If \(X \sim \mathcal{N}(\mu, \ \sigma)\), then \[ \left( \frac{X - \mu}{\sigma} \right) \sim \mathcal{N}(0, 1) \] That is, if we take a normally distributed random variable, subtract off its mean, and divide by its standard deviation, we obtain a random variable whose distribution is the standard normal distribution.

  • The act of taking a random variable, subtracting its mean, and dividing by its standard deviation is known as standardization.
  • In the context of the normal distribution, the standardized value of a number \(x\) (i.e. \((x - \mu)/\sigma\)) is called a z-score.
    • Note that the \(z-\)score of a value \(x\) measures how many standard deviations \(x\) was from the mean.

Normal Probabilities; General Case

  • Thus, if \(X \sim \mathcal{N}(\mu, \ \sigma)\), here are the steps we use to compute \(\mathbb{P}(X \leq x)\):

    1. Compute the \(z-\)score \(z = \frac{x - \mu}{\sigma}\), rounded to two decimal places.
    2. Look up the corresponding entry in a standard normal table.

Worked-Out Example 5

If \(X \sim \mathcal{N}(5, \ 1.21)\), compute \(\mathbb{P}(X \leq 6)\).

  1. The \(z-\)score of \(6\) is \[ z = \frac{6- 5}{1.21} \approx 0.83 \]

  2. Looking up the probability corresponding to \(0.83\) on a standard normal table (which we did in Worked-Out Example 3), we see that the desired probability is \(\boxed{0.7967 = 79.67\%}\)

Your Turn!

Exercise 4

It is found that the scores on a particular exam are normally distributed with a mean of 83 and a standard deviation of 5.

  1. Define the random variable of interest, and call it \(X\).

  2. If a student is selected at random, what is the probability that they scored 81 or lower?

  3. If a student is selected at random, what is the probability that they scored 75 or higher?

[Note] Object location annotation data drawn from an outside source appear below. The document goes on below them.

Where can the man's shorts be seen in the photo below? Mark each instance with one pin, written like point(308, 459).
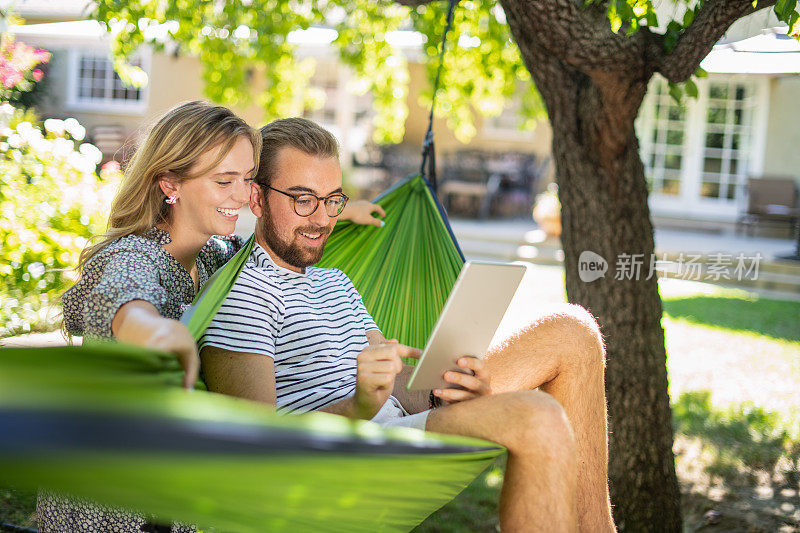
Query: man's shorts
point(392, 414)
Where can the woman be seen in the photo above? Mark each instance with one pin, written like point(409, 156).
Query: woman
point(181, 191)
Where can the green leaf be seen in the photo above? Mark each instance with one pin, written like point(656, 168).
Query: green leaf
point(691, 88)
point(676, 92)
point(688, 17)
point(613, 17)
point(784, 8)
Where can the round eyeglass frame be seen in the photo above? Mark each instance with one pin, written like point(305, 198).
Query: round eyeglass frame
point(317, 200)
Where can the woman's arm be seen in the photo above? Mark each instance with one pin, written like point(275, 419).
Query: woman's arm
point(138, 322)
point(360, 212)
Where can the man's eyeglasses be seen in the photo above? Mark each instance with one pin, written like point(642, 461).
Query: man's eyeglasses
point(305, 204)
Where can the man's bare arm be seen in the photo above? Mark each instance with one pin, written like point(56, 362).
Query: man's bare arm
point(244, 375)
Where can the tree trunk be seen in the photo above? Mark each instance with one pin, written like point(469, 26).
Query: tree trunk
point(603, 195)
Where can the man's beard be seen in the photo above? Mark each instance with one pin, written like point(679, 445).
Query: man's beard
point(291, 252)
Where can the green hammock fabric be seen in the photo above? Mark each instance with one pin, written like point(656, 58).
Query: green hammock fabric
point(213, 293)
point(107, 421)
point(404, 270)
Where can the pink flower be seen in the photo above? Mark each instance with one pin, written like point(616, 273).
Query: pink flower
point(12, 78)
point(42, 56)
point(111, 166)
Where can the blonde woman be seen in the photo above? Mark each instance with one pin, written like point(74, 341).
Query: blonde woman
point(170, 228)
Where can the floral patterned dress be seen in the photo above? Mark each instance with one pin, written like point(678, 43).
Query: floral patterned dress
point(130, 268)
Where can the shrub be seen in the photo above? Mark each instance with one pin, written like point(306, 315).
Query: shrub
point(51, 202)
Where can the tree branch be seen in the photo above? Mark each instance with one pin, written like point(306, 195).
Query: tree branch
point(709, 25)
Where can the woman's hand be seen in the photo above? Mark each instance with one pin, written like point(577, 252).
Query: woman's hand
point(138, 322)
point(473, 383)
point(360, 212)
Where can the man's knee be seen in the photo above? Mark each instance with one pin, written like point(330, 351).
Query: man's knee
point(535, 424)
point(577, 330)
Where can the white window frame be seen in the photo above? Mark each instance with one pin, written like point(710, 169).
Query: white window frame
point(689, 203)
point(490, 131)
point(75, 103)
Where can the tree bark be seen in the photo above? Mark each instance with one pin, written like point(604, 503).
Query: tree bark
point(603, 194)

Mean and Variance of the Normal Distribution

  • If \(X \sim \mathcal{N}(\mu, \ \sigma)\), we have the following results:

    • \(\displaystyle \mathbb{E}[X] = \mu\)
    • \(\displaystyle \mathrm{Var}(X) = \sigma^2\)
  • So, the two parameters we use to describe the normal distribution are the mean and the variance.

  • We’ll talk more about parameters in the next lecture.